We hate not knowing what’s coming next.
Take for example, the upcoming US presidential election. We spend millions of dollars making ‘educated guesses’ as to who’s going to win, when in any given moment, a candidate could die (old age has been known to lead to death) and a random contender no one was paying attention to takes the stage and steps into office.
Then what do we do? We sit back with a glass of bordeaux in hand and say, “Hmm, never saw that coming!”
But isn’t that the point of the unknown - to not know?
If ever there’s been a job that everyone’s determined to have you fail at, it’s the not knowing. It’s just not ok to not know.
I’m one of those people who got meticulously great at knowing. I knew so much about where I was heading in life, why I was heading there, and how it would all happen, that when my spiritual GPS broke last year, I couldn’t function. I literally shut down.
9 months later, here’s what I’ve come to terms with about how I’m navigating life:
Stop micromanaging & let the unknown do its job
Having a sense of “what’s coming down the pipeline” gives us the reassurance that we know what we’re doing. Which helps us feel safe that we’re not heading nowhere, which would feel like a big fuckup.
But whether you plan for it, predict it, or strategize it, life is happening all the time…and it’ll reveal what it has in store for you - when it reveals it.
So if life’s gonna life and you’re just supposed to be ok with whatever it brings you next, what do you do?
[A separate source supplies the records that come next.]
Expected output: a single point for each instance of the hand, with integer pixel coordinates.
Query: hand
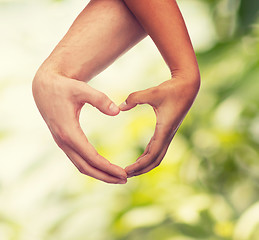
(59, 100)
(171, 101)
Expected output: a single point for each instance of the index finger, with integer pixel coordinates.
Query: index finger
(151, 156)
(74, 137)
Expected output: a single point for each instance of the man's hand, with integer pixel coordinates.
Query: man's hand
(171, 101)
(59, 100)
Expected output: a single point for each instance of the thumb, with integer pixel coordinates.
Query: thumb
(99, 100)
(140, 97)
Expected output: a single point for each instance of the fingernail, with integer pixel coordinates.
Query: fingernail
(113, 108)
(122, 181)
(130, 173)
(122, 105)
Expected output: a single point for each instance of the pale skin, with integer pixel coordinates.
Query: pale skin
(103, 31)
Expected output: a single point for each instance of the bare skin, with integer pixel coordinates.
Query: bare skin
(172, 99)
(102, 32)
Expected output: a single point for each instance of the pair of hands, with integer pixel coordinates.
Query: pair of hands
(60, 100)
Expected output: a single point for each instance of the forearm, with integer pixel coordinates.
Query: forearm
(163, 21)
(102, 32)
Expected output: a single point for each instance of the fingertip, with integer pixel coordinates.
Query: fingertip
(114, 109)
(123, 106)
(122, 181)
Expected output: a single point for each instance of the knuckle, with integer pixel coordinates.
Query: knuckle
(64, 136)
(131, 98)
(157, 164)
(101, 99)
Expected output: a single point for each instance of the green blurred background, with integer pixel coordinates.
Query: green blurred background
(207, 186)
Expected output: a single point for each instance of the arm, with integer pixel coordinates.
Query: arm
(103, 31)
(172, 99)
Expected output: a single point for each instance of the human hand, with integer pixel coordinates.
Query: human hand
(60, 100)
(171, 101)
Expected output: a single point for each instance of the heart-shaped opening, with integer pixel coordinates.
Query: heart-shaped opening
(121, 139)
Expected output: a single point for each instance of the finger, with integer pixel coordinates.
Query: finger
(87, 94)
(153, 151)
(155, 164)
(89, 170)
(140, 97)
(74, 138)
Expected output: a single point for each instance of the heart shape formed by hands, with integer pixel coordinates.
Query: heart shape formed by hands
(60, 103)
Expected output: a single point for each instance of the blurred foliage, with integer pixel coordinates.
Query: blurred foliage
(208, 184)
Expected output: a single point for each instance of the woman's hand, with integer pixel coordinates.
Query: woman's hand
(59, 100)
(171, 101)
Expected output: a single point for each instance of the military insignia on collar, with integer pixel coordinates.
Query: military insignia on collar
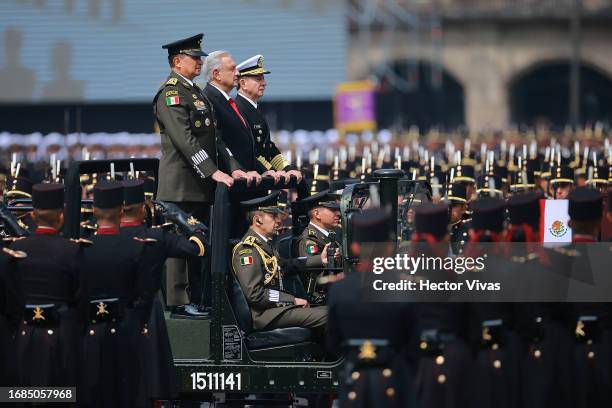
(312, 249)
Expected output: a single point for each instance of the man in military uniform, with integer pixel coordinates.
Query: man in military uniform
(116, 302)
(193, 157)
(251, 87)
(256, 265)
(47, 341)
(458, 205)
(158, 370)
(319, 235)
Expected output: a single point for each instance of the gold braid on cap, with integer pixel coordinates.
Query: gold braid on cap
(270, 264)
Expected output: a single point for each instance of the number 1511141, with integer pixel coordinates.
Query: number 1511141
(216, 381)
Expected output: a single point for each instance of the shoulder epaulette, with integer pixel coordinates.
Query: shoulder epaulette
(15, 254)
(145, 240)
(82, 242)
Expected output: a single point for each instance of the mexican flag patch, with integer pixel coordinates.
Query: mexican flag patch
(246, 260)
(312, 249)
(173, 100)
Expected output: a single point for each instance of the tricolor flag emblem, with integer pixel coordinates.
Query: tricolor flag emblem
(312, 249)
(246, 260)
(173, 100)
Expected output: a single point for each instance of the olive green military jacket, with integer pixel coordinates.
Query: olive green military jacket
(192, 149)
(257, 268)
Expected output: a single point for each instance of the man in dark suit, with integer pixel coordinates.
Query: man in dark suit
(194, 158)
(221, 74)
(251, 87)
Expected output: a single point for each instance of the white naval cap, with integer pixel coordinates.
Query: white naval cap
(252, 66)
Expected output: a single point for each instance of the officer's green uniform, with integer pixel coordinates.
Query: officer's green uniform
(191, 152)
(257, 268)
(312, 241)
(191, 148)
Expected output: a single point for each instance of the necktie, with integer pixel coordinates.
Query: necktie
(235, 108)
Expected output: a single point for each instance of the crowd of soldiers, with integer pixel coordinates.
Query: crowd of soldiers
(85, 312)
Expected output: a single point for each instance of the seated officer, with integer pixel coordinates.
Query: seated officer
(47, 340)
(256, 265)
(320, 234)
(457, 199)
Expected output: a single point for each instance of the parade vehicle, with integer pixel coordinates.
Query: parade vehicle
(221, 358)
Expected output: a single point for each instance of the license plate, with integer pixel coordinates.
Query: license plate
(217, 381)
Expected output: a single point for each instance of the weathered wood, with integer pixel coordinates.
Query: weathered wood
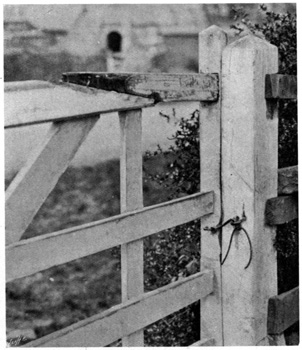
(60, 103)
(283, 311)
(39, 253)
(121, 320)
(278, 86)
(288, 180)
(27, 85)
(37, 178)
(204, 342)
(249, 175)
(211, 44)
(131, 175)
(280, 210)
(160, 87)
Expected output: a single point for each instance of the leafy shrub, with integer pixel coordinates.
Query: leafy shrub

How do you feel safe not knowing what’s around the corner if the last time you looked it was a tsunami of shattered dreams?
Get good at waiting and be nice to yourself in the in-between.
I’ve come to terms with the fact that I have no compass guiding me anymore. And I’ve come to prefer it that way after a life of being so achievement-driven…and burned out. I’m 7 months into 2024 with no clue what my business focus is and, while that brings waves of judgement from time to time, I’m learning to be good with that too.
Not judging the shit out of myself for not knowing what’s next is one of my biggest practices as I rebuild start fresh. Not only is it helping me learn to wait well as life reveals what’s next, it’s given me the freedom to explore what feels good to me right now in the in-between. Because if the in-between is where life’s happening anyway, I may as well luxuriate in it instead of frantically trying to get away from it.
If you relate to what I’m going through and want to learn to wait well, here’s a practice that’s helping me let the unknown do its job and welcome it into my life more:
It is what it is. I don’t go to the past to see what’s possible for my future. I also don’t jump into the future to avoid facing what’s in the present moment. I focus on accepting what’s in front of me right now, without trying to change it, and I get curious about how I’m being with it all.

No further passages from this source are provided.